The night after we returned from the beach I had the most beautiful dream.  In my dream I was crossing the Sundial Bridge, but it arched over an ocean inlet, not a river.  As I crossed over, hundreds of whales swam in the water that rose just inches underneath the bridge.  There were too many species of whales for me to count and they ranged from babies I could have held in my arms to long mothers snaking in the water beneath me.  I remember humpbacks arching in the water, revealing their twin blowholes.  They twisted and danced in the water, lobtailing on the surface of the water.  They slapped their flukes up onto the bridge, leaving their foamy fingerprints for me to walk on.  The water shimmered and bubbled in the presence of all those whales and in my dream I was delighted to witness such a gathering.  I hurried to tell my friend, who was not yet to the bridge, but when my foot hit the pavement, I awoke in the cradle of my bed.  I shut my eyes and tried to return to my dream, tried to return to the whales, but only sleep availed itself to me.

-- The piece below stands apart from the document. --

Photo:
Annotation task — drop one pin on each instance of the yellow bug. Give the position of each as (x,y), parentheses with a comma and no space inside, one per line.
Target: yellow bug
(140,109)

The next day, I couldn’t stop thinking about the dream and the thing I couldn’t let go of was that the only sound in my dream was the water lapping at the bank.  The whales were silent, not making a sound when they fanned their huge tails on the bridge right in from of me, not singing a single note as they frolicked around me. Male humpbacks are the singers of the species and so I choose to think that the whales in my dream were females.  Mothers and daughters, aunts and nieces, grandmothers and granddaughters, happy in the good company of each other.

The average heart of a humpback weighs 430 pounds and has 4 distinct chambers.  I can’t imagine a heart that large in size, but what I can tell you is that in my dream, my heart was coursing with blood and when I woke up each chamber of my heart was filled with joy.

I hope I dream of the whales again.  And I hope that when I do, you’ll be walking beside me.